With the increasing demand for nuclear energy and the Fukushima Daiichi nuclear disaster in 2011, the removal of radioactive and hazardous iodine has attracted more and more attention. Here, we investigate the dynamic process of radioactive iodine sorption in a representative acetate-based ionic liquid (AcIL), 1-butyl-3-methyl-imidazolium acetate [BMIM][Ac], via in situ UV-Vis spectroscopy in combination with a two-dimensional correlation technique. More importantly, the halogen bonds (including interior and exterior types) and induced force (only possessing an exterior form) resulting in iodine sorption in [BMIM][Ac] at specific time points are discriminated and quantified. The results show that the iodine sorption in [BMIM][Ac] can be divided into three zones.
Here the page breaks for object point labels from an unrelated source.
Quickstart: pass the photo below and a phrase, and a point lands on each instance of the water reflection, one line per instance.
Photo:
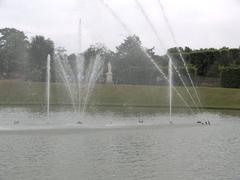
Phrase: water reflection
(137, 152)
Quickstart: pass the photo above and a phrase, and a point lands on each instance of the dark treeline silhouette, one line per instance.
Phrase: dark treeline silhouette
(26, 59)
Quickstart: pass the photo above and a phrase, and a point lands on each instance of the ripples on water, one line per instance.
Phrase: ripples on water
(154, 150)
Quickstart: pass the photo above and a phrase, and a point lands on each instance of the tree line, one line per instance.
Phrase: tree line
(24, 58)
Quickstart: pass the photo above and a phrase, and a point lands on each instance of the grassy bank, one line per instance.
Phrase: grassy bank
(19, 92)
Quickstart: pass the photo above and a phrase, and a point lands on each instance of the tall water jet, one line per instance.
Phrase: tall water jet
(125, 27)
(48, 83)
(178, 49)
(170, 88)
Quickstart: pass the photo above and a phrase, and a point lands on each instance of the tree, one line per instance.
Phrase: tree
(131, 64)
(13, 52)
(39, 50)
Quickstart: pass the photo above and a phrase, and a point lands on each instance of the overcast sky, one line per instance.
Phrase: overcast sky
(195, 23)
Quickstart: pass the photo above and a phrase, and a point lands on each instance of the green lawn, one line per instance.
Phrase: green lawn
(21, 92)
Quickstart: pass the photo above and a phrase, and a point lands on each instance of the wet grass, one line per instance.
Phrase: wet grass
(24, 93)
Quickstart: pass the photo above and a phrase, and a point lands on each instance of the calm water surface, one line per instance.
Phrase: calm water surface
(113, 146)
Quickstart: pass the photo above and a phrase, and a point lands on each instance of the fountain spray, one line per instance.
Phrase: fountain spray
(48, 83)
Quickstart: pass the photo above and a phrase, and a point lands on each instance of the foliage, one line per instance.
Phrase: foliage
(230, 77)
(13, 52)
(38, 52)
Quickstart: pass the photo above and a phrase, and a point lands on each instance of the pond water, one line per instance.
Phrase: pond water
(114, 145)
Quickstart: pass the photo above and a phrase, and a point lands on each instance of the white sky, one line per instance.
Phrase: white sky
(196, 23)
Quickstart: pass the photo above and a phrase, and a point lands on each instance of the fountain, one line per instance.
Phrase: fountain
(170, 88)
(48, 83)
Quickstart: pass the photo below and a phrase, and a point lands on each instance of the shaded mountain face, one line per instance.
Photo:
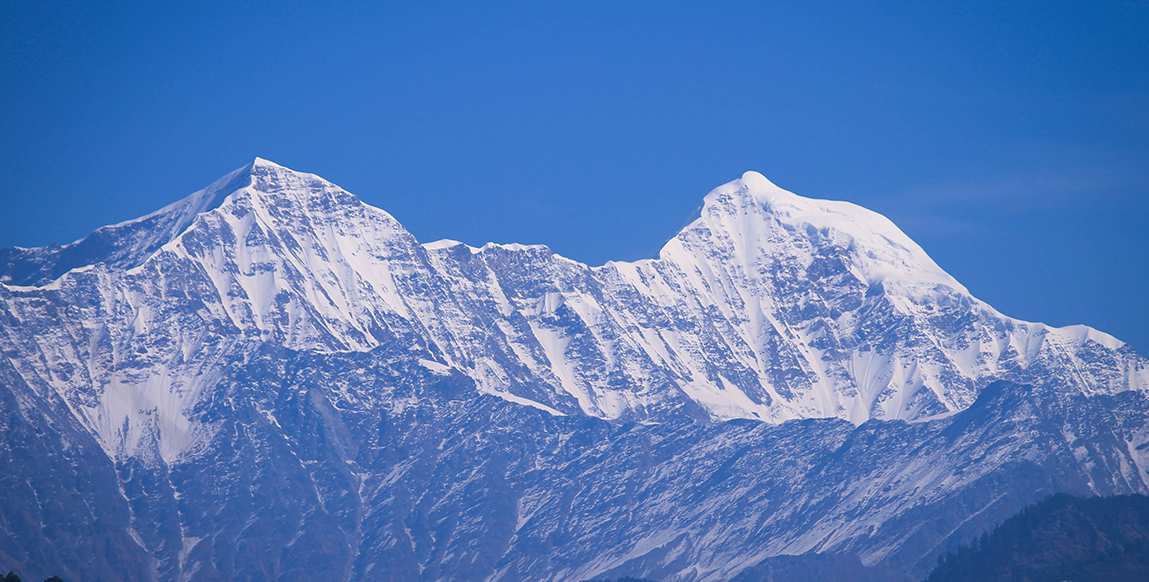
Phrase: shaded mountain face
(1063, 537)
(271, 379)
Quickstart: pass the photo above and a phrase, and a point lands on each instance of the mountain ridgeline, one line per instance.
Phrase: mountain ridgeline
(271, 380)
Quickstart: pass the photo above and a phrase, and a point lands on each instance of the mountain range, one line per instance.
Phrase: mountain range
(272, 380)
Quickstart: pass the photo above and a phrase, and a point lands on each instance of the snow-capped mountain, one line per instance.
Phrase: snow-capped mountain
(270, 378)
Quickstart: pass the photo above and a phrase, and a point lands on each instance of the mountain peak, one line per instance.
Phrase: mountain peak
(757, 183)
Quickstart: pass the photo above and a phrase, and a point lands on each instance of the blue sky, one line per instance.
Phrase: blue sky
(1011, 141)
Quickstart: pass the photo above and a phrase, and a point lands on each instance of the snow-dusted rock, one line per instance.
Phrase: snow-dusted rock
(272, 379)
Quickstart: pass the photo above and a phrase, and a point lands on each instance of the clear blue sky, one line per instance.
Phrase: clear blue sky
(1011, 141)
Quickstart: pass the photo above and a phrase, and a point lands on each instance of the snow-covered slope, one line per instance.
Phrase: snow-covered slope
(769, 305)
(279, 335)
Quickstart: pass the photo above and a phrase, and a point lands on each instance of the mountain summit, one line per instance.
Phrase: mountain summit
(271, 364)
(770, 305)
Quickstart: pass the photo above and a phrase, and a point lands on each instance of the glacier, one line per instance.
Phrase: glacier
(270, 379)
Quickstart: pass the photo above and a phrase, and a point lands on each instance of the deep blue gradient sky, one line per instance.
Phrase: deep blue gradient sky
(1011, 141)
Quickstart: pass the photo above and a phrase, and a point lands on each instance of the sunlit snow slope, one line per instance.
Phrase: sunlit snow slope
(769, 305)
(272, 380)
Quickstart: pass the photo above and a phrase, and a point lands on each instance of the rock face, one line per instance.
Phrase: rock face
(270, 379)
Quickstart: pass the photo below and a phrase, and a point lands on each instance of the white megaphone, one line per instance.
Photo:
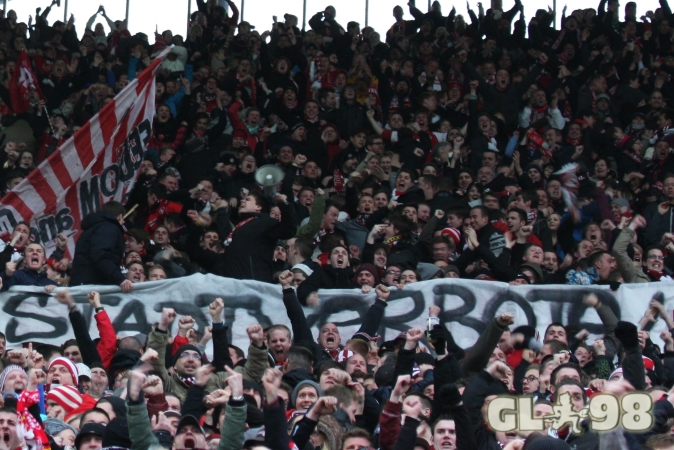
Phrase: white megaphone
(268, 177)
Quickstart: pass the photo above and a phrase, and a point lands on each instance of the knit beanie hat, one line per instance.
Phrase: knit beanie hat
(67, 397)
(183, 349)
(3, 375)
(68, 364)
(117, 434)
(54, 426)
(367, 267)
(302, 384)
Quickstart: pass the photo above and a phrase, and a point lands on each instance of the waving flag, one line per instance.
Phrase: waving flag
(23, 84)
(99, 163)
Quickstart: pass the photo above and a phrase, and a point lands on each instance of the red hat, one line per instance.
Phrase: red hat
(67, 397)
(343, 355)
(374, 90)
(68, 365)
(88, 402)
(54, 264)
(455, 86)
(452, 233)
(240, 132)
(648, 363)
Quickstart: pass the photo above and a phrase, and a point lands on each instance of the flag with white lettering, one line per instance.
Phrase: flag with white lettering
(23, 85)
(99, 163)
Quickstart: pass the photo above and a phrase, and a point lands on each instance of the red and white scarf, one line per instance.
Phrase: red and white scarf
(236, 228)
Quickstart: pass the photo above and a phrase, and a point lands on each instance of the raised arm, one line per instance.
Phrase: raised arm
(221, 358)
(233, 426)
(157, 341)
(80, 329)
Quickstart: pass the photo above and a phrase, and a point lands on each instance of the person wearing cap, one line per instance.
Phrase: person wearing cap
(324, 23)
(62, 371)
(89, 353)
(338, 274)
(32, 274)
(13, 379)
(654, 257)
(251, 243)
(187, 359)
(90, 437)
(100, 248)
(61, 400)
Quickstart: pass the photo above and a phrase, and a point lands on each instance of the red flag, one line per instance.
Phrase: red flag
(22, 84)
(99, 163)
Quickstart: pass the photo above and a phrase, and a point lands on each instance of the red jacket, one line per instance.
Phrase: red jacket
(107, 345)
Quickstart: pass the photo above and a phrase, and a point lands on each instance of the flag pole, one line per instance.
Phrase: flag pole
(367, 10)
(53, 133)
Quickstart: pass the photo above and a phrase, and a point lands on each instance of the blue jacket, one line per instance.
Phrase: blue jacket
(26, 277)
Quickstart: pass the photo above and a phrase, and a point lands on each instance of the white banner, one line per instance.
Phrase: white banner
(30, 314)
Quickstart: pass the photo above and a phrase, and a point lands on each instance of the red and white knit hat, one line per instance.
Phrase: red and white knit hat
(343, 355)
(68, 364)
(452, 233)
(67, 397)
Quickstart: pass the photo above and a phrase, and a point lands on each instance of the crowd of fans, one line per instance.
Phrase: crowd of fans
(441, 148)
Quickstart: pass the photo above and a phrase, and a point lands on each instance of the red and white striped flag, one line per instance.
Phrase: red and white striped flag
(23, 84)
(99, 163)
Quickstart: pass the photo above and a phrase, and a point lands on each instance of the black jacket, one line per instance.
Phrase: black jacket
(99, 251)
(328, 278)
(249, 255)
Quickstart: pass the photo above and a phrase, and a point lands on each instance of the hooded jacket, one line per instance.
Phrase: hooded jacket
(99, 251)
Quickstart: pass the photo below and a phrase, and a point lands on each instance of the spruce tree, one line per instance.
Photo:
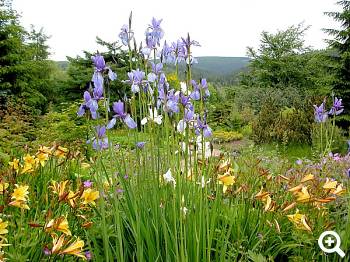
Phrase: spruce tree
(341, 44)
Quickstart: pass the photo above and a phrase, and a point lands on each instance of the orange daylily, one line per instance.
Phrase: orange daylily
(329, 184)
(59, 224)
(89, 196)
(307, 178)
(300, 221)
(303, 196)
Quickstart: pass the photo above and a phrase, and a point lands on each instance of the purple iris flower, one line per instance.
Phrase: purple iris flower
(99, 62)
(189, 114)
(118, 108)
(87, 183)
(125, 35)
(89, 104)
(180, 51)
(202, 126)
(88, 255)
(188, 117)
(337, 107)
(47, 251)
(188, 42)
(146, 51)
(168, 53)
(135, 79)
(140, 145)
(154, 34)
(320, 114)
(157, 68)
(101, 141)
(100, 67)
(185, 100)
(173, 101)
(195, 95)
(170, 100)
(204, 86)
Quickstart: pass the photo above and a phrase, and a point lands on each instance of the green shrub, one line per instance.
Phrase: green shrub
(227, 136)
(282, 124)
(339, 144)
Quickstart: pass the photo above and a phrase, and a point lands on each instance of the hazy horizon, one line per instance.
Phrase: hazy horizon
(223, 30)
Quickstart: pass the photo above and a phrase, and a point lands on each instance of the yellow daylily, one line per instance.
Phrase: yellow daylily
(76, 249)
(329, 184)
(3, 227)
(72, 198)
(85, 165)
(14, 164)
(303, 195)
(42, 158)
(20, 197)
(270, 205)
(59, 188)
(262, 194)
(339, 190)
(59, 224)
(308, 177)
(20, 193)
(224, 165)
(3, 187)
(288, 207)
(226, 181)
(19, 204)
(61, 151)
(300, 221)
(89, 196)
(325, 200)
(45, 150)
(57, 243)
(296, 188)
(28, 159)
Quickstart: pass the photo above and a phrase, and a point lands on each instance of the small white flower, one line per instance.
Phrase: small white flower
(168, 177)
(183, 87)
(153, 116)
(203, 183)
(184, 210)
(181, 126)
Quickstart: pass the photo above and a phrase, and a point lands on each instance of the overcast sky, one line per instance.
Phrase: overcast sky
(223, 27)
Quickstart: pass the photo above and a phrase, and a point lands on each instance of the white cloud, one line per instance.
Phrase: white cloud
(223, 27)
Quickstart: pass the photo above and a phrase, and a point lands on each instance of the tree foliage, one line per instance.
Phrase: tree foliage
(341, 44)
(282, 60)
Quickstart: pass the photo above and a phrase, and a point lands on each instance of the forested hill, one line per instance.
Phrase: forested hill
(221, 65)
(208, 66)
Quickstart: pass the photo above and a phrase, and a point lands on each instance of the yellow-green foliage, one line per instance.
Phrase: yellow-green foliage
(227, 136)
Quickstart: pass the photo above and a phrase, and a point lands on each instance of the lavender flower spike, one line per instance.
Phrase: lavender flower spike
(320, 114)
(337, 107)
(118, 108)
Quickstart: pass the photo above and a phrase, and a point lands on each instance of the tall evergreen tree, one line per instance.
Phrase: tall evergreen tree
(341, 44)
(12, 48)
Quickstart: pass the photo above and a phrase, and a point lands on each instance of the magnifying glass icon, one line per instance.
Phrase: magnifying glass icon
(329, 242)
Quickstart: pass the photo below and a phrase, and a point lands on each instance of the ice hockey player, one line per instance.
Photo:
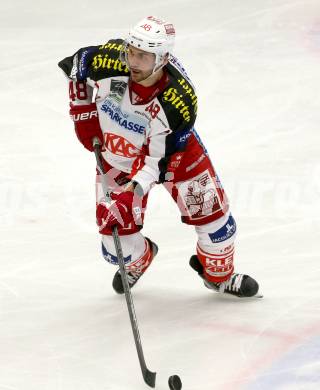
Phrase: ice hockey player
(135, 96)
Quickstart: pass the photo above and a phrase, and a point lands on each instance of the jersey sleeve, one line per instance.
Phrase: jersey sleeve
(165, 150)
(94, 63)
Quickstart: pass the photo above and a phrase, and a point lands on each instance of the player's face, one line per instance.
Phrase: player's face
(141, 63)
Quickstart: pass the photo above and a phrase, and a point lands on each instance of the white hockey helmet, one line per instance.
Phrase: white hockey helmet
(153, 35)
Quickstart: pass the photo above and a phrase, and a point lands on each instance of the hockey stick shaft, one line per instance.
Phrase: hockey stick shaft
(148, 376)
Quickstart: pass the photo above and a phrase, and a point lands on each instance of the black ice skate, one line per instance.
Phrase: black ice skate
(133, 277)
(239, 285)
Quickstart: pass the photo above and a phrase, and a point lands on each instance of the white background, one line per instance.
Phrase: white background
(256, 67)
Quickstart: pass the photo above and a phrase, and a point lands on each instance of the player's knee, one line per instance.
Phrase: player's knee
(215, 249)
(133, 247)
(217, 234)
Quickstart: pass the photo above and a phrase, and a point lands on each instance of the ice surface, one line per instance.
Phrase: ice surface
(256, 68)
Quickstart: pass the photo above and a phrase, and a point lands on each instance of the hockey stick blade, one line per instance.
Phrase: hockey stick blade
(150, 378)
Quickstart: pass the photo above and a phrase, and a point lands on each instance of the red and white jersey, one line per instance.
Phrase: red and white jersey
(148, 140)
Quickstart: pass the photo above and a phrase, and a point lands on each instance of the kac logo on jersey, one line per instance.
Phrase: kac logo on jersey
(120, 146)
(117, 89)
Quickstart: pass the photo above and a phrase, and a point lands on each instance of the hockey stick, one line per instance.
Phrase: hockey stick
(148, 376)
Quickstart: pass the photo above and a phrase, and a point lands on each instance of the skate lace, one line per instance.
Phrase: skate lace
(233, 284)
(132, 277)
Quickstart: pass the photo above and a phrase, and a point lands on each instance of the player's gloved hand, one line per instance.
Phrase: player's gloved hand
(118, 213)
(86, 124)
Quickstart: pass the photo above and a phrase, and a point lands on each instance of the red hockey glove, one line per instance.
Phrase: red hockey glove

In the first 140 min, only halogen bonds occur (Zone 1). From 140 to 240 min, (exterior) halogen bonds and induced force occur simultaneously (Zone 2). After 240 min, only induced force occurs (Zone 3). Specifically, Zone 1 consists of two subzones, i.e., Zone 1a (before 90 min) and Zone 1b (90–140 min), corresponding to interior and exterior halogen bonds, respectively. Zone 2 is composed of three subzones, i.e., Zone 2a (140–180 min), Zone 2b (180–200 min), and Zone 2c (200–240 min), with (exterior) halogen bonds taking up the majority, approximately one half, and a small part of the total iodine sorption, respectively. The proportion of halogen bonds and induced force resulting in iodine sorption by [BMIM][Ac] can be approximately derived as 100% and 0% within 140 min, 96% and 4% within 240 min, and 91% and 9% within 570 min, respectively. Furthermore, the proportion of interior and exterior halogen bonds resulting in iodine sorption by [BMIM][Ac] could be approximately derived as 85% and 15% within 140 min, 80% and 20% within 240 min, and 80% and 20% within 570 min, respectively. These processes and quantifications can provide insight into the radioactive iodine removal by ILs in addition to the [BMIM][Ac] that we investigated here, and may motivate further experimental or theoretical studies on the application of halogen bonds for removal of iodine by designing new types of ILs.